Brett Koenecke, of May, Adam, Gerdes & Thompson LLP, representing Summit Carbon Solutions at the meeting, said there is nothing indicating the North Dakota PSC will about-face by denying the company's application.

"This smacks of some kind of hail-mary attempt to derail the proceedings here in this state," Koenecke said of Jorde's argument.

PUC staff advised the commissioners that they were not required to grant or deny Jorde's motion, and whether the North Dakota PSC granted or denied the renewed application from Summit would not necessarily impact the decision from the PUC.

Jorde made a request for times certain for witnesses to stand to testify on several days in mid-September, and emphasized that it was important those times certain are set soon to give those witnesses ample time to prepare.

"We're going to have a lot of people," Jorde said. "My attempts are to be as efficient as possible so we don't have downtime in what might be a compressed docket."

Koenecke said it was confusing to keep adding new witnesses "here and there."

"I was sometimes astounded by the pace of the play up here," Koenecke said.

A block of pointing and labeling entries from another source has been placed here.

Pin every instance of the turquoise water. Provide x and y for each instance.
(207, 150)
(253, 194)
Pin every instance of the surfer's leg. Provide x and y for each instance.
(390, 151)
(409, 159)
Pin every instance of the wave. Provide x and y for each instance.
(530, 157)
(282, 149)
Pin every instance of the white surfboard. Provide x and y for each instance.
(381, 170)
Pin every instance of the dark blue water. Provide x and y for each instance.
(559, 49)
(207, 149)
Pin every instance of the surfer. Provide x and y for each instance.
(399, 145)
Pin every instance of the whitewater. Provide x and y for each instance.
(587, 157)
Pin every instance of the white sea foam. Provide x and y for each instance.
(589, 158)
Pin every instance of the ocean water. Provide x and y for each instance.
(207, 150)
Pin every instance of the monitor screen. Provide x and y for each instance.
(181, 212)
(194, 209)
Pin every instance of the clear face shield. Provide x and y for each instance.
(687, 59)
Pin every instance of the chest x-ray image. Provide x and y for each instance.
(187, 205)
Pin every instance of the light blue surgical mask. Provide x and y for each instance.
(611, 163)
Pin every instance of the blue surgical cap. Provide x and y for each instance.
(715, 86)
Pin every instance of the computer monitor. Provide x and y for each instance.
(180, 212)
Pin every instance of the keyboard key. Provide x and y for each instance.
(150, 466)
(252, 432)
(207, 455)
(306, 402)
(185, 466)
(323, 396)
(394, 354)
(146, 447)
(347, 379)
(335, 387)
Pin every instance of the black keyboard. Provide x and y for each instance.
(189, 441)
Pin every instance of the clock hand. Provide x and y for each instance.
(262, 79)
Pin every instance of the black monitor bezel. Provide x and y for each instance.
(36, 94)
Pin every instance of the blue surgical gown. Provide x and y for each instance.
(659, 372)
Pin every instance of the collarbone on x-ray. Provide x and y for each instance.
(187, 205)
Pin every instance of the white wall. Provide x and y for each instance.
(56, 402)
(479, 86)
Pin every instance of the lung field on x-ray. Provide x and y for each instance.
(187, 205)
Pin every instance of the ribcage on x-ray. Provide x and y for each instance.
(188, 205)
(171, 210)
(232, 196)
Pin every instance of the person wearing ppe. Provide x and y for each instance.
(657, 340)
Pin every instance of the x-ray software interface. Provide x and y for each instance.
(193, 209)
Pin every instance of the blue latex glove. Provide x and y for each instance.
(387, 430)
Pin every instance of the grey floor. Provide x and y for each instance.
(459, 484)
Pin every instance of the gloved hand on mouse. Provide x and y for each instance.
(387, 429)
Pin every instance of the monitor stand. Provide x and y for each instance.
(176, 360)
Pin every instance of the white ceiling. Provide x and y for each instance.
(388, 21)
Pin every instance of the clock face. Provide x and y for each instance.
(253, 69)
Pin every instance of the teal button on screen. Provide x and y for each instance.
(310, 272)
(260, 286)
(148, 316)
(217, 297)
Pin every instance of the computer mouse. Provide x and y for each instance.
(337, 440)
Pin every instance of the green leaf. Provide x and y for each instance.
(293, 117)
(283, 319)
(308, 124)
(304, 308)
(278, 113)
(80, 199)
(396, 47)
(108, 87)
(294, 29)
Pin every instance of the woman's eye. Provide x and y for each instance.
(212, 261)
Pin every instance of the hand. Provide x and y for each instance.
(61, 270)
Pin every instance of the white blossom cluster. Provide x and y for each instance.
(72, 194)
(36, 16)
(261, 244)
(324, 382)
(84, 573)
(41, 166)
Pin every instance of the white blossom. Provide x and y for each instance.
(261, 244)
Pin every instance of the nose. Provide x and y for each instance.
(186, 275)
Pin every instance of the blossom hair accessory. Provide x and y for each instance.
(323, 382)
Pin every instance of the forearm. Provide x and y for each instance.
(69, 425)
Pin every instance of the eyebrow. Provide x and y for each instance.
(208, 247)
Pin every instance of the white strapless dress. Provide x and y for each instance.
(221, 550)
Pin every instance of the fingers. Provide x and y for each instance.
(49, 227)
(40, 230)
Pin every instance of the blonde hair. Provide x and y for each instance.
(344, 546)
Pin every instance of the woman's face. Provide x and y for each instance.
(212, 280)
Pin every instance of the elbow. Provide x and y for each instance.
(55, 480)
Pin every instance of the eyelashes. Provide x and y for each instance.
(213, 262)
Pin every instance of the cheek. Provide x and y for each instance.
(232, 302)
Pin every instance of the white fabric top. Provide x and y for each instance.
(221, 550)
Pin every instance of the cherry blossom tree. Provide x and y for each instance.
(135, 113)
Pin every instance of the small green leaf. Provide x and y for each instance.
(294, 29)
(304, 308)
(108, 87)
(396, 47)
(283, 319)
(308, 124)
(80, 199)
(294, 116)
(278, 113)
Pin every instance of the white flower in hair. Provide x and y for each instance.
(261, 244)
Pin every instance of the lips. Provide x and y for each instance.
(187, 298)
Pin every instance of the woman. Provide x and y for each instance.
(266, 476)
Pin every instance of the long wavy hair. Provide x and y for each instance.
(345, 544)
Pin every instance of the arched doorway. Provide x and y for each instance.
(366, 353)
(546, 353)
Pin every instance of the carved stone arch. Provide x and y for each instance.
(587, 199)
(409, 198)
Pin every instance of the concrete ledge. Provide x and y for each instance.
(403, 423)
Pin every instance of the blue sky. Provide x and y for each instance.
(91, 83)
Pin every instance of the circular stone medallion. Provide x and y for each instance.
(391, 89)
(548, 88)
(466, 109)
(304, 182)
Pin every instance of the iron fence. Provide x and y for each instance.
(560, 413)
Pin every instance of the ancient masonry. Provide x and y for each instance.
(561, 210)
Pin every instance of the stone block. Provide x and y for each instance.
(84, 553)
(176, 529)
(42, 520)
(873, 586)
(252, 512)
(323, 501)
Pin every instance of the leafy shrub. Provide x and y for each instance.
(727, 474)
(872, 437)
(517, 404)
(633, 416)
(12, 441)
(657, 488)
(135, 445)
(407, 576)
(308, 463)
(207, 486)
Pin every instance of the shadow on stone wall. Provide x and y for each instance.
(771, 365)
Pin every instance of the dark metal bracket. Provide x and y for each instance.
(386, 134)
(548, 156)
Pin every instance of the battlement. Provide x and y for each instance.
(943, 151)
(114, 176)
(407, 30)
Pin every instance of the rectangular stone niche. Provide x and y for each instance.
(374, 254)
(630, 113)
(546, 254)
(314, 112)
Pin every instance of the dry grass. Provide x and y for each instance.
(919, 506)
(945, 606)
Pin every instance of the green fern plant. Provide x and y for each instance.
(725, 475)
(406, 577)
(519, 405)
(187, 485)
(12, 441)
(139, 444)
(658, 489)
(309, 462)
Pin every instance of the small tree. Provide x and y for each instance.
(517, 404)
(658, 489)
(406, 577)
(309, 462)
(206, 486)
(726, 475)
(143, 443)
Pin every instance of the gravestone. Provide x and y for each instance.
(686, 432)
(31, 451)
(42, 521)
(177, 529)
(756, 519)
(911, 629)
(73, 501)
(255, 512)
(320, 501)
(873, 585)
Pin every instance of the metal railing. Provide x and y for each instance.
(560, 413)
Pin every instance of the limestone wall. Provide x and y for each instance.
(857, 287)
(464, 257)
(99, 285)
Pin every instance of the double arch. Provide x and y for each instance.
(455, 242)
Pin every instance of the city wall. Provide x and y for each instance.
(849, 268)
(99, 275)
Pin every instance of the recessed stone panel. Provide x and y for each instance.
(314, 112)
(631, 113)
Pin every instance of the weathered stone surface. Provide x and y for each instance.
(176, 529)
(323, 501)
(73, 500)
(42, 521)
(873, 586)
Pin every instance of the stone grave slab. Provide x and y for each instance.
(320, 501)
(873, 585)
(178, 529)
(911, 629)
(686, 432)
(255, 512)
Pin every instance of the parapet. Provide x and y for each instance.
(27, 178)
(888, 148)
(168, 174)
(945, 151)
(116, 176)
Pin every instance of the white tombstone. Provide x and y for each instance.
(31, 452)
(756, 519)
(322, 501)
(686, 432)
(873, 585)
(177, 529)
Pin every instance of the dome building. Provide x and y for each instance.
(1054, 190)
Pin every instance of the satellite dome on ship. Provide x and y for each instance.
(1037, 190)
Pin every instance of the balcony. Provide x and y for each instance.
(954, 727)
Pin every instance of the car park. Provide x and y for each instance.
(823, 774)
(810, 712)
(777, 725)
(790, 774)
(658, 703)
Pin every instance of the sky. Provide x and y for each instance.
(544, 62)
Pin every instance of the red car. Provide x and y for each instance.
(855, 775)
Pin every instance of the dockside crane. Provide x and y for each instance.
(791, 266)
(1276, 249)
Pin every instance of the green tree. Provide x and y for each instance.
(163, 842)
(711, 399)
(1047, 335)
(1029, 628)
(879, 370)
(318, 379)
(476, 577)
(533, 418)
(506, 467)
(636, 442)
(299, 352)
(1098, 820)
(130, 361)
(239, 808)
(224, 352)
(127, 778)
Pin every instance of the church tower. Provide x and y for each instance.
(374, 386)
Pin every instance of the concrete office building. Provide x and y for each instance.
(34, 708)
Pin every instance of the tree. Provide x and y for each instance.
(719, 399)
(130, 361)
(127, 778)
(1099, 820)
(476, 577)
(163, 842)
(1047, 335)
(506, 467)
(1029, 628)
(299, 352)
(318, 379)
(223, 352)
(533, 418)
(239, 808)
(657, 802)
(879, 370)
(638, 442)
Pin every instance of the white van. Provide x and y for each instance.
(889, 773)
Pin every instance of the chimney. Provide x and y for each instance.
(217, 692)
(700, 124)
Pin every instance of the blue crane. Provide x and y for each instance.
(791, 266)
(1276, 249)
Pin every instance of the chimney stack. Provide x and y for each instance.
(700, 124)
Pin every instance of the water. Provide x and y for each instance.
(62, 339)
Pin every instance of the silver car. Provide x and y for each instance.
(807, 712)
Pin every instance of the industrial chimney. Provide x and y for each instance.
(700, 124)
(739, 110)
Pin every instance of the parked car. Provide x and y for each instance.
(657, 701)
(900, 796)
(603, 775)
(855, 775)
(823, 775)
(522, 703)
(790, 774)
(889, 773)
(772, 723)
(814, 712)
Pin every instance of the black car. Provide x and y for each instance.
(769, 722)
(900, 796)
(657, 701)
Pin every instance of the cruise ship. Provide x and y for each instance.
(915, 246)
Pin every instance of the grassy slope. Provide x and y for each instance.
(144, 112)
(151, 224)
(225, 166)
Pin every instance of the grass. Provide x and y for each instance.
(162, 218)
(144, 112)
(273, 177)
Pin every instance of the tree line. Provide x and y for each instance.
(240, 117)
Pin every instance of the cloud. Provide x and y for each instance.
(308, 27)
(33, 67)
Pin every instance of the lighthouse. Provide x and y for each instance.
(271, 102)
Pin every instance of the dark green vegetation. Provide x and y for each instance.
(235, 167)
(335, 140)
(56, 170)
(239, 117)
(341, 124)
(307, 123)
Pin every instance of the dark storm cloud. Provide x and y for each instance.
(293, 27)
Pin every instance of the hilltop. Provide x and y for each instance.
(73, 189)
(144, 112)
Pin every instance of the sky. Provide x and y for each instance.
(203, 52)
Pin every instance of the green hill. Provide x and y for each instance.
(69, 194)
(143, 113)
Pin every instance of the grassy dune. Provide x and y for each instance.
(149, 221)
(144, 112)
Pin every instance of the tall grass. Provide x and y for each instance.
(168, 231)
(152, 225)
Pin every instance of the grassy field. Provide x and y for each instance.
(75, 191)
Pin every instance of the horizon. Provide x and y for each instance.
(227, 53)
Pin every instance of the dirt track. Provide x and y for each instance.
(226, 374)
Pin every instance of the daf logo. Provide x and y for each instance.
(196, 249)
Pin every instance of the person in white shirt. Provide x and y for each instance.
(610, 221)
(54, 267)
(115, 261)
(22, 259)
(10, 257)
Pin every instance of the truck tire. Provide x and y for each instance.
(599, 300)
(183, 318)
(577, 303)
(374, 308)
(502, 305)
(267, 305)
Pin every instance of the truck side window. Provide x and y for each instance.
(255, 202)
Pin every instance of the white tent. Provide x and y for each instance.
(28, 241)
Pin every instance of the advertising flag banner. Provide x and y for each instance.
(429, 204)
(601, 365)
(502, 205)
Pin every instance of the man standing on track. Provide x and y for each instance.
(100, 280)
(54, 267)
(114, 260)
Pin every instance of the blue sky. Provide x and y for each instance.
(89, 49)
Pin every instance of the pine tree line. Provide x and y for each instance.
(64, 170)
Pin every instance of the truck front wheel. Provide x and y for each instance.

Commissioner Nelson said he appreciated Jorde's interest in wanting to avoid downtime during the hearing, but at the same time there were still other witnesses to testify before his witnesses and after the applicants.

The landowner witnesses, Jorde said, are driving and flying from long distances and it would be prescient of the commission to grant those witnesses to avoid a stall in the hearing.

"If I don't get some dates certain then there would be a lot of downtime," Jorde said.

Jorde said he knows he's going last, but he doesn't know when "last" is. The commissioners were open to that, they said, as long as expert witnesses are coming forward first.

Jorde said the length of the testimony, from expert and non-expert witnesses, will also largely depend on the amount of time the applicants, and the Commission staff, spend cross examining those witnesses.

The application hearings for Summit Carbon Solutions are scheduled to begin mid-September.